Tenkasi private school teachers allege salary fraud, seek TN govt action
Synopsis
Key Takeaways
Teachers employed in private schools across Tenkasi district in Tamil Nadu have appealed to the state government to intervene and ensure they receive their rightful wages, alleging that several school managements are systematically falsifying payroll records — reporting inflated salaries to authorities while paying staff only a fraction of the declared amount. The complaints, surfacing from nursery, matriculation, and CBSE schools across the district, point to what teachers describe as a structured and long-running exploitation of the workforce.

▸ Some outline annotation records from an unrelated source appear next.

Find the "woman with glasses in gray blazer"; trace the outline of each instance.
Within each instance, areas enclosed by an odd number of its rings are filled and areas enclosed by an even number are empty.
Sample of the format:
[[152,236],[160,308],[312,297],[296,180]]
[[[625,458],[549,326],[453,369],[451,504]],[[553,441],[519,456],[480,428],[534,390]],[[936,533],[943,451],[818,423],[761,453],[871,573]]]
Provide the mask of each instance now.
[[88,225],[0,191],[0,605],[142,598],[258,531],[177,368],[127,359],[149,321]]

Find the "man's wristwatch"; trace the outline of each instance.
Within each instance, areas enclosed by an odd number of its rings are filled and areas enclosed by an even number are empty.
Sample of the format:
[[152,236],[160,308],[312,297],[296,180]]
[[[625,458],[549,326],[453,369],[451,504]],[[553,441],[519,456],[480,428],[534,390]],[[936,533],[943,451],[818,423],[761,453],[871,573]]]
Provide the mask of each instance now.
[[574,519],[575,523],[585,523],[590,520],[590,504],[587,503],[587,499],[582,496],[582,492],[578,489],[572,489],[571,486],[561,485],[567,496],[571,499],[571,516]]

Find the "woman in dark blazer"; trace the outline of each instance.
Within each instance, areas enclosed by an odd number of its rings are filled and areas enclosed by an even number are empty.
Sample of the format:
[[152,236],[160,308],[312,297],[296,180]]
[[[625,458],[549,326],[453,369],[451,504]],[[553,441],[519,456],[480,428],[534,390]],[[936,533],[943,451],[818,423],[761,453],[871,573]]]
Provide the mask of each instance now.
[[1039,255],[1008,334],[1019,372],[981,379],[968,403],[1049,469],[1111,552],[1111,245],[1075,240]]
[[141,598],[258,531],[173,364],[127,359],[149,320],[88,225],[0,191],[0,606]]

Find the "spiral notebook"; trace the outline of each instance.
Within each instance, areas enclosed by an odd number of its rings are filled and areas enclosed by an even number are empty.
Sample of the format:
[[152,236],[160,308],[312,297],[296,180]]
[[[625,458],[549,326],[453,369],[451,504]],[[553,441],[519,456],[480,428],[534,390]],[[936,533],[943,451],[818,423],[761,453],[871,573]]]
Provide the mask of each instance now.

The Payroll Fraud Mechanism
The most detailed allegation concerns a private matriculation school in Pavoorchatram, where teachers say a particularly calculated method of wage theft is in operation. According to affected staff, newly recruited teachers are told at the time of joining that their actual take-home salary will be between ₹7,000 and ₹12,000 per month.
On payday, however, the school reportedly credits approximately ₹30,000 into each teacher's bank account — accounts opened at a private-sector bank — before immediately withdrawing the full amount using pre-signed cheques collected from teachers when those accounts were set up. The teachers are then handed only the originally promised amount in cash. The inflated bank transaction, teachers allege, is used to fabricate records showing compliance with prescribed pay norms.
Conditions Across the District
Similar complaints have emerged from other private schools in Tenkasi. A teacher from an Alangulam-based institution said the management paid roughly ₹8,000 in cash each month and did not even open bank accounts for employees — leaving no formal payment trail whatsoever.
Because teachers have no access to salary records submitted to the government, many remain unaware of what amounts are officially declared as being paid to them. This information asymmetry, critics argue, is central to how the exploitation persists.
Working Conditions and Fear of Retaliation
Beyond underpayment, teachers described a range of harsh working conditions: shifts stretching up to 10 hours, minimal leave entitlements, salary deductions for even minor delays in reporting for duty, and what they characterised as indirect pressure on women teachers to resign after marriage.
Many teachers admitted they were reluctant to file formal complaints, citing fear of job loss. This reluctance, observers note, has historically shielded private school managements from accountability — a pattern that appears to have persisted for years in the district.
What the Education Department Said
Tenkasi Chief Educational Officer Renuga confirmed to reporters that the School Education Department cannot initiate action unless affected teachers submit written complaints with evidence. She acknowledged that allegations of salary underpayment in private schools had been circulating for years, but noted that no teacher had formally come forward with documented proof until now.
The statement underscores a structural gap: the very fear that prevents teachers from complaining also prevents the department from acting. Teachers have now urged the Tamil Nadu government to introduce strict regulatory guidelines governing salary payments in private schools and to establish a mechanism that allows complaints to be filed without risk of victimisation.
What Comes Next
With the issue now in the public domain, pressure is likely to mount on the Tamil Nadu government and the School Education Department to conduct independent audits of payroll records in private schools. Whether the state will move proactively — or wait for formal written complaints — will determine how quickly, if at all, relief reaches the affected teachers.